Stream scheduling order

2019-06-11 15:49发布

问题:

The way I see both Process One & Process Two (below), are equivalent in that they take the same amount of time. Am I wrong?

allOfData_A= data_A1 + data_A2
allOfData_B= data_B1 + data_B2
allOFData_C= data_C1 + data_C2
Data_C is the output of the kernel operation of both Data_A & Data_B.  (Like C=A+B)
The HW supports one DeviceOverlap (concurrent) operation.

Process One:

MemcpyAsync data_A1 stream1 H->D
MemcpyAsync data_A2 stream2 H->D
MemcpyAsync data_B1 stream1 H->D
MemcpyAsync data_B2 stream2 H->D
sameKernel stream1
sameKernel stream2
MemcpyAsync result_C1 stream1 D->H
MemcpyAsync result_C2 stream2 D->H

Process Two: (Same operation, different order)

MemcpyAsync data_A1 stream1 H->D
MemcpyAsync data_B1 stream1 H->D
sameKernel stream1
MemcpyAsync data_A2 stream2 H->D
MemcpyAsync data_B2 stream2 H->D
sameKernel stream2
MemcpyAsync result_C1 stream1 D->H
MemcpyAsync result_C2 stream2 D->H

回答1:

Using CUDA streams allows the programmer to express work dependencies by putting dependent operations in the same stream. Work in different streams is independent and can be executed concurrently.

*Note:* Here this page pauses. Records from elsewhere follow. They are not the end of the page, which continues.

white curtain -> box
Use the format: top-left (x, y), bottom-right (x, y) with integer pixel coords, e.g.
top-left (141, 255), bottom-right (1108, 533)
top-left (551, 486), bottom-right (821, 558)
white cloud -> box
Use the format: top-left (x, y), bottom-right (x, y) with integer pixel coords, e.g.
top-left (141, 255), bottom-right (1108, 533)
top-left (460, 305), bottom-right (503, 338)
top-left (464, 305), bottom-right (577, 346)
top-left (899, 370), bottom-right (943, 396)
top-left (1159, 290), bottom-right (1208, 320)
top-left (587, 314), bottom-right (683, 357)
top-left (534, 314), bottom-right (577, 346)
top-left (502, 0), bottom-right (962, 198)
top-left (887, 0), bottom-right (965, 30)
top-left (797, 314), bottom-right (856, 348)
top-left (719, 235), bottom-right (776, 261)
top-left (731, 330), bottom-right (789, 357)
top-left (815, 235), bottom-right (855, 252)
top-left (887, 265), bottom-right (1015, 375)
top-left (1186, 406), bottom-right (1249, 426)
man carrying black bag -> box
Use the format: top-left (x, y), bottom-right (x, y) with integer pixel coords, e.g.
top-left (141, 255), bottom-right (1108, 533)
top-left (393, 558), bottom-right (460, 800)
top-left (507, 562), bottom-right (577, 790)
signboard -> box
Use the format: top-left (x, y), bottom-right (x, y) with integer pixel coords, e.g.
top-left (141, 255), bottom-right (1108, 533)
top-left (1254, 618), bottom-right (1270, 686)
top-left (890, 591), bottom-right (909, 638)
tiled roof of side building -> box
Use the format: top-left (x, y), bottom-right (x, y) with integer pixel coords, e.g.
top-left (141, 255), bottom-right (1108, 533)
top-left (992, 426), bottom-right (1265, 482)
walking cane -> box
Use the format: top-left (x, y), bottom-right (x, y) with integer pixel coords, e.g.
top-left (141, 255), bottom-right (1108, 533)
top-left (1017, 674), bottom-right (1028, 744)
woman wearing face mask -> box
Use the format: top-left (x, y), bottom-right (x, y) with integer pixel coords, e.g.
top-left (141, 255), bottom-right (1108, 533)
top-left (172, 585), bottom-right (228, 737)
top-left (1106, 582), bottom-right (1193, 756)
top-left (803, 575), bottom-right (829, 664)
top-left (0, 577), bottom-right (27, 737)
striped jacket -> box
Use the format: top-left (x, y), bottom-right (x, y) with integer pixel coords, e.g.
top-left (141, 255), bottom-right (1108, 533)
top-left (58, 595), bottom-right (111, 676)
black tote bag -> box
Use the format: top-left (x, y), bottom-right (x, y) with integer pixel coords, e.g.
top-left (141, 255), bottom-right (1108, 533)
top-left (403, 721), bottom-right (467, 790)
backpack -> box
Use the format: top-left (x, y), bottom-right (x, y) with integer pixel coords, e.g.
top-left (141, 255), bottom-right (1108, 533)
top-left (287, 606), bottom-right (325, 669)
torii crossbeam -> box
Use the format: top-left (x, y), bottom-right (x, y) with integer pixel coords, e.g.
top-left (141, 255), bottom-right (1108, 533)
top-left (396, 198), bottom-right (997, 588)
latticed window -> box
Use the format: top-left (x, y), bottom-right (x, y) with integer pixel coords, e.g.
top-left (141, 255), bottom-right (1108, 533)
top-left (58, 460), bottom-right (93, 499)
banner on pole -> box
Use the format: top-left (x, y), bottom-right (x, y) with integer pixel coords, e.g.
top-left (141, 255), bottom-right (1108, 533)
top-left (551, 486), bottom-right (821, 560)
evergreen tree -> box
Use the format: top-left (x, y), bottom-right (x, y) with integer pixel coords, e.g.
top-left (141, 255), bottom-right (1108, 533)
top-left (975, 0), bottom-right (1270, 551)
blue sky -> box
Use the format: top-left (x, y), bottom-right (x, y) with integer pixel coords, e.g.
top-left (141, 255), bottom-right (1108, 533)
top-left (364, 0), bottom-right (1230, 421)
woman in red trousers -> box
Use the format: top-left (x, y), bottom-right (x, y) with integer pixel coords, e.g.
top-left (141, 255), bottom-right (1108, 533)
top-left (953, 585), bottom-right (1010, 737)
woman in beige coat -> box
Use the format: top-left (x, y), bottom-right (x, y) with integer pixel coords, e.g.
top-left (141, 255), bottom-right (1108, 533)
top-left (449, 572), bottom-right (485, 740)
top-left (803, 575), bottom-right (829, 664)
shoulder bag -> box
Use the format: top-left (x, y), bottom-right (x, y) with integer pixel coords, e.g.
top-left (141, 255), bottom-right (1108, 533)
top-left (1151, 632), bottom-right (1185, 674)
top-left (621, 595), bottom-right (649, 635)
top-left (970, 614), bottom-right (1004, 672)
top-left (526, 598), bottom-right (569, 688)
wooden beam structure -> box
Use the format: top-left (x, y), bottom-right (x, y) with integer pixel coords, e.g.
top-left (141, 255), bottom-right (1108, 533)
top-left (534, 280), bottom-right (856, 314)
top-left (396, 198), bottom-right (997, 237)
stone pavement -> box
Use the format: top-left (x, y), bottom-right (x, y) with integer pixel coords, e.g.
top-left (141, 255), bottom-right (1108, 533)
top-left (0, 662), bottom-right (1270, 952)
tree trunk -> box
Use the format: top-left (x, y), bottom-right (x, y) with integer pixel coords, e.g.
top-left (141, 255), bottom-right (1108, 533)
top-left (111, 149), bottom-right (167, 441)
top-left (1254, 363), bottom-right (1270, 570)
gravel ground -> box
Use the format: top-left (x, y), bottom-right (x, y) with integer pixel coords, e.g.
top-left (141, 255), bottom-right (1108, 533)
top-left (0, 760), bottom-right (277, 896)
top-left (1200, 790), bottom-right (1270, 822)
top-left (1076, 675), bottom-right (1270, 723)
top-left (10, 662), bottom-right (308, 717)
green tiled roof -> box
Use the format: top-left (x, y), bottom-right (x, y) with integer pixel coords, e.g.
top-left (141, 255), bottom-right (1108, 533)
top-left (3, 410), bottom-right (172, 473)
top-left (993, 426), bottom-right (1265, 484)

On GPUs without HyperQ (compute capability 1.0 to 3.0) you can get false dependencies because the work for a DMA engine or for computation gets put into a single hardware pipe. Compute capability 3.5 brings HyperQ which allows for multiple hardware pipes and there you shouldn't get the false dependencies. The simpleHyperQ example illustrates this, and the documentation shows diagrams to explain what is going on more clearly.

Putting it simply, on devices without HyperQ you would need to do a breadth-first launch of your work to get maximum concurrency, whereas for devices with HyperQ you can do a depth-first launch. Avoiding the false dependencies is pretty easy, but not having to worry about it is easier!